SOUTH AFRICA – In response to the recent Citrus Black Spot (CBS) notices of non-compliance (NONCs) on SA citrus, the Citrus Growers Association of South Africa (CGA) and the Fresh Produce Exporters’ Forum Boards are set to voluntarily halt exporting Valencia oranges from South Africa’s impacted regions to the EU.
At the end of the EU export season, Valencia oranges are customarily prone to CBS non-compliance.
This is consequent to the 10 CBS notices of non-compliance (NONCs) on SA citrus that have so far been found this season, as well as the higher risk of CBS non-compliance that Valencia oranges present.
The Citrus Growers Association of South Africa (CGA) and the Fresh Produce Exporters’ Forum Boards have taken the decision to voluntarily close the export of Valencia oranges from Citrus Black Spot (CBS) affected areas in South Africa to the European Union (EU) starting from.
The market closure which will commence on 16 September 2022, will be implemented in phases.
The last day of inspections on Valencias will be on September 16 in the Northern areas, and on September 23, 2022, in the Gamtoos Valley [Patensie], East Cape Midlands, and Sundays River Valley.
Other citrus fruits such as mandarins, grapefruit, lemons, and navels from CBS-free areas will not be affected.
Whereas this closure will be a further setback for growers who have already experienced one of the most difficult seasons to date, the sector contends that they must prioritize continued access to the EU market.
This choice demonstrates the efficiency with which South Africa’s phytosanitary CBS Risk Mitigation System is being put into practice, as reported by Biz Community.
EU’s stringent requirements
The EU recently instituted new cold treatment requirements for all oranges destined for European tables to fight against the False Coddling Moth (FCM).
The oranges are to be subjected to extreme cold treatment and kept at temperatures of two degrees Celsius or less for 25 days, which South African growers say is not necessary as the country already has more targeted means of preventing the infestation.
Due to these new restrictions, up to 1,350 citrus containers were recently held at EU ports for several weeks, causing damages to local growers of over R200 million (USD 11,458,540).
However, the Citrus Growers Association (CGA) asserts that it will continue to hold the position that the cold treatment requirements of the new laws are arbitrary and pointless trade restraints that also violate international standards for such phytosanitary trade regulations. These requirements, according to the CGA, contradict scientific evidence.

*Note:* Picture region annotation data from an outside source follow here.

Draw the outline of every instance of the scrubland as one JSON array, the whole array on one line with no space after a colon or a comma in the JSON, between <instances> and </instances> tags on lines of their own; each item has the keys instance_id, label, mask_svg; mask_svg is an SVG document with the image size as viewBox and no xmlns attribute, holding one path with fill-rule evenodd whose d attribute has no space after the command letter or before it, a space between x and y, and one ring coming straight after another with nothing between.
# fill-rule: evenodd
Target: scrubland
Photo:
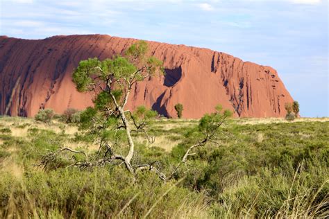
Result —
<instances>
[{"instance_id":1,"label":"scrubland","mask_svg":"<svg viewBox=\"0 0 329 219\"><path fill-rule=\"evenodd\" d=\"M135 137L135 160L169 172L194 143L196 120L154 120L150 144ZM329 215L329 119L232 119L220 139L199 148L176 176L133 177L120 165L80 170L49 151L92 154L92 138L53 120L0 118L0 218L326 218Z\"/></svg>"}]
</instances>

Consequently, the Department of Trade, Industry, and Competition (DTIC) has initiated the World Trade Organization (WTO) consultation process, which will be crucial because the industry is thought to be threatened by the long-term enforcement of the new FCM regulations.
According to the CGA, it is still dedicated to working with the government and other value-chain partners to guarantee that local growers can thrive in the near future and that the sector continues to play a significant role in the nation’s economy and employment market.